Origine et histoire du Donjon
Le donjon de Bassoues, situé dans le Gers en région Occitanie, est un monument emblématique du XIVe siècle. Construit vers 1370 sous l'impulsion d'Arnaud Aubert, neveu du pape Innocent VI et archevêque d'Auch, il culmine à 43 mètres de hauteur. Ses comptes de construction, conservés aux Archives du Vatican, révèlent les noms des maîtres d'œuvre : le tailleur de pierre Pierre Joc et le charpentier Étienne de Pradères. Ce donjon massif, doté de contreforts et de mâchicoulis, symbolise la puissance des archevêques d'Auch.

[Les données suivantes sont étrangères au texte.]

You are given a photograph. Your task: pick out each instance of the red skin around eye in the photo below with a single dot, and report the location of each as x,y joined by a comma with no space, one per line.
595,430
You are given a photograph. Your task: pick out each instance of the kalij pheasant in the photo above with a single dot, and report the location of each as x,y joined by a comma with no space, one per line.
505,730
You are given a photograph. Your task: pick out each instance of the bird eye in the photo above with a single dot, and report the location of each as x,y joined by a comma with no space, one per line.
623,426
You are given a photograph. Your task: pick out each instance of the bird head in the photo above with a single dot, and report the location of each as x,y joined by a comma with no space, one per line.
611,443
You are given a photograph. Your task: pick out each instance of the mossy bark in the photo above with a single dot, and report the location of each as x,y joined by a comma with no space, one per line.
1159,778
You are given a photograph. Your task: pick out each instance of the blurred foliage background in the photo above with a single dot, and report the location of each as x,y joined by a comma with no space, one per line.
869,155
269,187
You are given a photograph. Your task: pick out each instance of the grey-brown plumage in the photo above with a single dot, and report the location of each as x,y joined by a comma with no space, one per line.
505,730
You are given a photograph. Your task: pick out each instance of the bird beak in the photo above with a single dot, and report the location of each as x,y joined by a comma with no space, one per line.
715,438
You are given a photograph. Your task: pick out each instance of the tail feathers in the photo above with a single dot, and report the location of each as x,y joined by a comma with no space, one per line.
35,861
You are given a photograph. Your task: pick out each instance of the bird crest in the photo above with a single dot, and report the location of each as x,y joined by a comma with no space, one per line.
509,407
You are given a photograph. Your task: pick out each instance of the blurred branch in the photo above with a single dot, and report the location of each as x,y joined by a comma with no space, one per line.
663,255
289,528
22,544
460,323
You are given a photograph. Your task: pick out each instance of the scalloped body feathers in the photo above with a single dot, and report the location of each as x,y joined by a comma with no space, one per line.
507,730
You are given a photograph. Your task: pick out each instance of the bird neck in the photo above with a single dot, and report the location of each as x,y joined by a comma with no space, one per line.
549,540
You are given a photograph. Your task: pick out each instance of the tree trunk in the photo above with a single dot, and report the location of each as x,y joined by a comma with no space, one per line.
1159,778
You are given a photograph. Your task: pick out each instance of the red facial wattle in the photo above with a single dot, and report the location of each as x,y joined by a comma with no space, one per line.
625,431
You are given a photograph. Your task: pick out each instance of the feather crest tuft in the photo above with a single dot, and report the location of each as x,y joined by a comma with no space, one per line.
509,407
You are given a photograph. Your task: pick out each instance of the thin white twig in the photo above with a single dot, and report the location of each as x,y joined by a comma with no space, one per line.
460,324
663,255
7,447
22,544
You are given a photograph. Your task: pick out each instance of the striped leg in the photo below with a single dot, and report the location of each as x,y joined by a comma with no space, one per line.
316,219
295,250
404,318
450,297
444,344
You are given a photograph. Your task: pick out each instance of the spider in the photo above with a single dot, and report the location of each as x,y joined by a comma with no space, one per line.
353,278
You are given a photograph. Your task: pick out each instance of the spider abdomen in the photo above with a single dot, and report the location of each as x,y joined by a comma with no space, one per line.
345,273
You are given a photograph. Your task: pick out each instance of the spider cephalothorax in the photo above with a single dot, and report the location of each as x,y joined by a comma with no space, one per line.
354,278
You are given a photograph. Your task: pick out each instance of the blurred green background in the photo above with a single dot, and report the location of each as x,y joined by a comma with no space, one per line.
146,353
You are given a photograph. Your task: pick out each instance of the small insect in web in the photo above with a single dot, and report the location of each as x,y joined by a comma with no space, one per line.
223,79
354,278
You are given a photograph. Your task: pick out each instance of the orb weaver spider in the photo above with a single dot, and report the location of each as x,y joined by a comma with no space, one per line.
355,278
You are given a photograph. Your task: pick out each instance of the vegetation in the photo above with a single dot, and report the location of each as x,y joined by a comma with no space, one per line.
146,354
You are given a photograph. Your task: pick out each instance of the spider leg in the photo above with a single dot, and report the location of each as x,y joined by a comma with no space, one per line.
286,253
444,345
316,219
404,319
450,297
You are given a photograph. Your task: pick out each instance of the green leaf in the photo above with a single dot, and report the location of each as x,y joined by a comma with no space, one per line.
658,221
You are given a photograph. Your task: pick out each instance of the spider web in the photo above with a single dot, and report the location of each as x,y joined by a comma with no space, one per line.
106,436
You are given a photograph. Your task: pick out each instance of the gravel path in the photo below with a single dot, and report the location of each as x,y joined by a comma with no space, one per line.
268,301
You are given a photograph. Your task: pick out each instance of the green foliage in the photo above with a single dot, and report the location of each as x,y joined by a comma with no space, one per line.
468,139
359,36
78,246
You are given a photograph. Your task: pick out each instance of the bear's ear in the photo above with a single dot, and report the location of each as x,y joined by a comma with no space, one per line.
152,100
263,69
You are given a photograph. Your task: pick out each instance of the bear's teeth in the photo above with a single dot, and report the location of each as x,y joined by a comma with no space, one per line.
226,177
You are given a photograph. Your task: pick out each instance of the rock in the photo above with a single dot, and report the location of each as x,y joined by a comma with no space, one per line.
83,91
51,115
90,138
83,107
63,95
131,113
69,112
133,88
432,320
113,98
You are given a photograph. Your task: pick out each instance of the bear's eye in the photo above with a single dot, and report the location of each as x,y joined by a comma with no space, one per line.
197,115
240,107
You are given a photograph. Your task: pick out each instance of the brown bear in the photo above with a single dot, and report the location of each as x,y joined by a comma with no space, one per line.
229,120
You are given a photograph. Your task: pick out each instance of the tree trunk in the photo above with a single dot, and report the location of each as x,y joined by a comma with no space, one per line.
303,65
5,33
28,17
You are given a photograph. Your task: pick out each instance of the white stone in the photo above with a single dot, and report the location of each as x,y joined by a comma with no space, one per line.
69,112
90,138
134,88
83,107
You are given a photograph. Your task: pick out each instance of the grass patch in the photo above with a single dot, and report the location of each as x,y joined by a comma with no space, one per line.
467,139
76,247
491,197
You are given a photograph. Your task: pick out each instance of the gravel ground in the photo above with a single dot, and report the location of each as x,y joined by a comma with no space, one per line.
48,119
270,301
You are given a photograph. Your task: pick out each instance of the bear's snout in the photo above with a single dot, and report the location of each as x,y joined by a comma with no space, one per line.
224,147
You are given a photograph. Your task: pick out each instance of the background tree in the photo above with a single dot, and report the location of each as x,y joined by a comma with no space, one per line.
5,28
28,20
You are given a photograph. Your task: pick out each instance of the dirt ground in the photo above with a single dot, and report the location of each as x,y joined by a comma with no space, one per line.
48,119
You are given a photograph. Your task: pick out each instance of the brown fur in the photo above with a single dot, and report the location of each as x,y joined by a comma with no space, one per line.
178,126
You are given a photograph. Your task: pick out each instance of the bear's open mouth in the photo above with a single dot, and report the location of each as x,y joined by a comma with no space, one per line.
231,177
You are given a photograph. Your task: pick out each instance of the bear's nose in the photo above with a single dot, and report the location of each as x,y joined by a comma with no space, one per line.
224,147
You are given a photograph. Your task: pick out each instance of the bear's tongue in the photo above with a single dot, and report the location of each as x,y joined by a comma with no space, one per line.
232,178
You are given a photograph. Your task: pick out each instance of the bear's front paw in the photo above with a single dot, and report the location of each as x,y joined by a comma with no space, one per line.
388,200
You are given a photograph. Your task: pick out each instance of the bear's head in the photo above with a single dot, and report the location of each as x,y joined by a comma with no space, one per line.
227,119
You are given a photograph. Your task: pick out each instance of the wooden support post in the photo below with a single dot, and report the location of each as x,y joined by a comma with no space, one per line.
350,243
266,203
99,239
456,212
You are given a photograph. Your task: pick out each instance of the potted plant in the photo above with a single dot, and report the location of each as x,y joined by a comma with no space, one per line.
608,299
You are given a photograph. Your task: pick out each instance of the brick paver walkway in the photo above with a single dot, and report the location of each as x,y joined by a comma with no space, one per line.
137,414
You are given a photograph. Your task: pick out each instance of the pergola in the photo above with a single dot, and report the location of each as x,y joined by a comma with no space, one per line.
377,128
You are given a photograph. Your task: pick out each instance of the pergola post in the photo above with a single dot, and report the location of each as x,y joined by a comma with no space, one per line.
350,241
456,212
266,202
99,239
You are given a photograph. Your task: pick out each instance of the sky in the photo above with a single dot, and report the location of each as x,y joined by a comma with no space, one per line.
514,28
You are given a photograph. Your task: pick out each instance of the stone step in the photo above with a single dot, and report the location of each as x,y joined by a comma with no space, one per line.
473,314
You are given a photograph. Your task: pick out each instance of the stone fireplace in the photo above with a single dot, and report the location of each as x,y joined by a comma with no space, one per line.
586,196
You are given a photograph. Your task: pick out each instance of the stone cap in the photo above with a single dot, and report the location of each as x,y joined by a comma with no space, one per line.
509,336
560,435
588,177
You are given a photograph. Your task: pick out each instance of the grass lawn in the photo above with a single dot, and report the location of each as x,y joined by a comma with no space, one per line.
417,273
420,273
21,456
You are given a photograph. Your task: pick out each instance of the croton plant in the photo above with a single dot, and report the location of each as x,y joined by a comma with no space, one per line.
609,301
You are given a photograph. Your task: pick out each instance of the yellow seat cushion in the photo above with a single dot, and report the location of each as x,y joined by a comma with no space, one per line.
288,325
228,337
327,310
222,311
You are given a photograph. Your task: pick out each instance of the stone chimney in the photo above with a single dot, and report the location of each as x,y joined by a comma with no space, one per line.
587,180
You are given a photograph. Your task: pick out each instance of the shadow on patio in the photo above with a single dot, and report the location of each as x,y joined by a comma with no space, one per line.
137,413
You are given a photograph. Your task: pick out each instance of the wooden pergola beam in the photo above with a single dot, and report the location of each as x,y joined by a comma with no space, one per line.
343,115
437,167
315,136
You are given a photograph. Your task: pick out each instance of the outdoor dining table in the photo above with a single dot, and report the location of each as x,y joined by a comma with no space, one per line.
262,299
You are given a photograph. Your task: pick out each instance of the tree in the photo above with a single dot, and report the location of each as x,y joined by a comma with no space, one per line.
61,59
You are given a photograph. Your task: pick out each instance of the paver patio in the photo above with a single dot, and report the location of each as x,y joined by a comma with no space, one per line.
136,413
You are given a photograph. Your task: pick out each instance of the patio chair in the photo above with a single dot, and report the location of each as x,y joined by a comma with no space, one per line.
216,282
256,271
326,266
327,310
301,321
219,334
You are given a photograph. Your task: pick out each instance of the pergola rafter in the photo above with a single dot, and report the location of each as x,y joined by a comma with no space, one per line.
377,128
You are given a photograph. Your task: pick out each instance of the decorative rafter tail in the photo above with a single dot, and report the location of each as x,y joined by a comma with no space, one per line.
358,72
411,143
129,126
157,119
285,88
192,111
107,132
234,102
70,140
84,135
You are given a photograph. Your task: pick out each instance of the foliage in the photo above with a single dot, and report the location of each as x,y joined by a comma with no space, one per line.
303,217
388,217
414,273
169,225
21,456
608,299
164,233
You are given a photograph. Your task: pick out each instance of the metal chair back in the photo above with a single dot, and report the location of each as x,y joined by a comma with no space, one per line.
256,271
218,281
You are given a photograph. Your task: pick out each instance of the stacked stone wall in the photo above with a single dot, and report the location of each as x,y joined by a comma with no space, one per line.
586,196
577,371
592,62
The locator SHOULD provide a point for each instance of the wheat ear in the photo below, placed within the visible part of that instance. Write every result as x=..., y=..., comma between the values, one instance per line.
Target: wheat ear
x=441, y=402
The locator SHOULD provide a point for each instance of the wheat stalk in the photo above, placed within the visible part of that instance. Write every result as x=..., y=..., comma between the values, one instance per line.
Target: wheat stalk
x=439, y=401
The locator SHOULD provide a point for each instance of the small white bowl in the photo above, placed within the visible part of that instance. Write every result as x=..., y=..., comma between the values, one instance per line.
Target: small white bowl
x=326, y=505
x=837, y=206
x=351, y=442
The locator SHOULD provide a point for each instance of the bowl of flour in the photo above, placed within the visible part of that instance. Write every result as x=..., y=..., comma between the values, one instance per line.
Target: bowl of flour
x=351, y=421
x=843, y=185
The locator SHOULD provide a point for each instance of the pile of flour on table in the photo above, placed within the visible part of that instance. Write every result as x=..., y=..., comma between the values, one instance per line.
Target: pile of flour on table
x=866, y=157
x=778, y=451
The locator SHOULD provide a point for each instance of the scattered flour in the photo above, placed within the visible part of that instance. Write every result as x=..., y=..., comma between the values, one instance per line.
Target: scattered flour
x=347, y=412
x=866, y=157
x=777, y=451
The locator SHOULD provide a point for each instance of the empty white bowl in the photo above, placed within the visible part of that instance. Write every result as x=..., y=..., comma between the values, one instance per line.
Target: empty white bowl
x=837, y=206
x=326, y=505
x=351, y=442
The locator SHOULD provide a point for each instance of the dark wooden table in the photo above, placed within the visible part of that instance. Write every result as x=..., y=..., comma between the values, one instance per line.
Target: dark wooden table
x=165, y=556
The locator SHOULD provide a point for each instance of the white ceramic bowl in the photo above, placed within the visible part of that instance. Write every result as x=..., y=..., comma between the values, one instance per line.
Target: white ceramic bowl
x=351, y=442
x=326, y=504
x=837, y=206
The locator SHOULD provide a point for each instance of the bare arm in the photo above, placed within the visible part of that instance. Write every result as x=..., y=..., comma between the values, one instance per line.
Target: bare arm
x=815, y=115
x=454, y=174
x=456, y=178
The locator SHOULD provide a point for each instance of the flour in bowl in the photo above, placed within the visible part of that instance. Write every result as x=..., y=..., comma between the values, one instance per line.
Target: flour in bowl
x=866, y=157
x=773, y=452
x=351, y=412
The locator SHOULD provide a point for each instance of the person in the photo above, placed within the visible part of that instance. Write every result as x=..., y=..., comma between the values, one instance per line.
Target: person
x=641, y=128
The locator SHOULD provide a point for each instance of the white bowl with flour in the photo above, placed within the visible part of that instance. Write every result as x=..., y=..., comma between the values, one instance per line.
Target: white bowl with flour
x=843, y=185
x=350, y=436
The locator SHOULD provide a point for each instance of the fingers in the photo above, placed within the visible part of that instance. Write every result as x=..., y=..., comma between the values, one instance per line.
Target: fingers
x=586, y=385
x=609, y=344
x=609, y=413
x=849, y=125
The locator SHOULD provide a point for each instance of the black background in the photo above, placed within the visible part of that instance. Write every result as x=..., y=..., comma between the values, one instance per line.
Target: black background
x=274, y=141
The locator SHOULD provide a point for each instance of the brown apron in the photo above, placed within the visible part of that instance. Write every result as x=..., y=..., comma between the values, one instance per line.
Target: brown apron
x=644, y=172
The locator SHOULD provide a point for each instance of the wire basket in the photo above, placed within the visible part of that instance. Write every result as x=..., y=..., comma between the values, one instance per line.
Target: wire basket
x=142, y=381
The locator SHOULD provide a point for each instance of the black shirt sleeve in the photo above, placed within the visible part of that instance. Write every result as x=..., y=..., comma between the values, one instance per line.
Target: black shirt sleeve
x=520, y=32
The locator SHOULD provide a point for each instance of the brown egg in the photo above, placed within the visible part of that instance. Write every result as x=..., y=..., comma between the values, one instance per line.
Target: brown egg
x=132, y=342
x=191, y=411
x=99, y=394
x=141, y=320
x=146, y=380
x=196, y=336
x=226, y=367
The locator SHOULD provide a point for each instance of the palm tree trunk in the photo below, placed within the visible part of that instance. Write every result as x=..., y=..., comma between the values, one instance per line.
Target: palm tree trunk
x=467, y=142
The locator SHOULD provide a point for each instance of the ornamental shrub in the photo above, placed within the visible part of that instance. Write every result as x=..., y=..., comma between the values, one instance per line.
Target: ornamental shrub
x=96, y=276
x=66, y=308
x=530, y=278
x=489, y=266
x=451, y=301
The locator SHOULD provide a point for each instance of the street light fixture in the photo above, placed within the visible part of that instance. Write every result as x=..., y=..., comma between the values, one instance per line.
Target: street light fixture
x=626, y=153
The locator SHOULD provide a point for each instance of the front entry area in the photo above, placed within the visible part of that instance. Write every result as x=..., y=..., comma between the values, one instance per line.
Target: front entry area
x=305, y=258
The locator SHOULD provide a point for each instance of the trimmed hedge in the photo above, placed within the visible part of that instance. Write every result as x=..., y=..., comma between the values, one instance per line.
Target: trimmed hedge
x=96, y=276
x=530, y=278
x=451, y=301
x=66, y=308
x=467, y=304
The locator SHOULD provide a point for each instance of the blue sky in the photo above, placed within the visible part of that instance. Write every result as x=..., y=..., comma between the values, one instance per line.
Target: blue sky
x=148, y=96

Le donjon s'inscrit dans un ensemble castral plus large, incluant un château dont les vestiges datent des XVIe et XVIIe siècles. Arnaud Aubert avait ordonné que le château ancien soit intégré aux nouvelles constructions, mais ses successeurs, comme l'archevêque Henri de La Mothe-Houdancourt (1666-1684), ont modifié l'édifice. Ce dernier y ajouta un corps de bâtiment entre deux tours, tempérant l'aspect austère du donjon. Le site, classé monument historique dès 1840, témoigne de l'histoire mouvementée de la Gascogne, entre conflits religieux et pouvoir épiscopal.
Bassoues, fondée au XIe siècle comme castrum avant de devenir une bastide au XIIIe siècle, doit son essor à la légende de saint Fris, neveu de Charles Martel. Selon la tradition, ce dernier, après avoir vaincu les Sarrasins près du village, y mourut d'une flèche empoisonnée. Ses reliques, redécouvertes au Xe siècle, attirèrent des pèlerins sur la via Tolosane vers Saint-Jacques-de-Compostelle. La basilique Saint-Fris, édifiée en son honneur, et le donjon voisin illustrent ce passé à la fois militaire et spirituel.
Le village, ceint de remparts au XIVe siècle, conserve également une halle médiévale et une église gothique, reflets de son âge d'or. Les archives mentionnent des coutumes accordées aux habitants en 1295 par un archevêque, soulignant son rôle économique et stratégique. Aujourd'hui, le donjon, avec ses cinq niveaux et son architecture défensive, reste le symbole d'une époque où Bassoues était un carrefour entre pouvoir religieux, commerce et pèlerinage.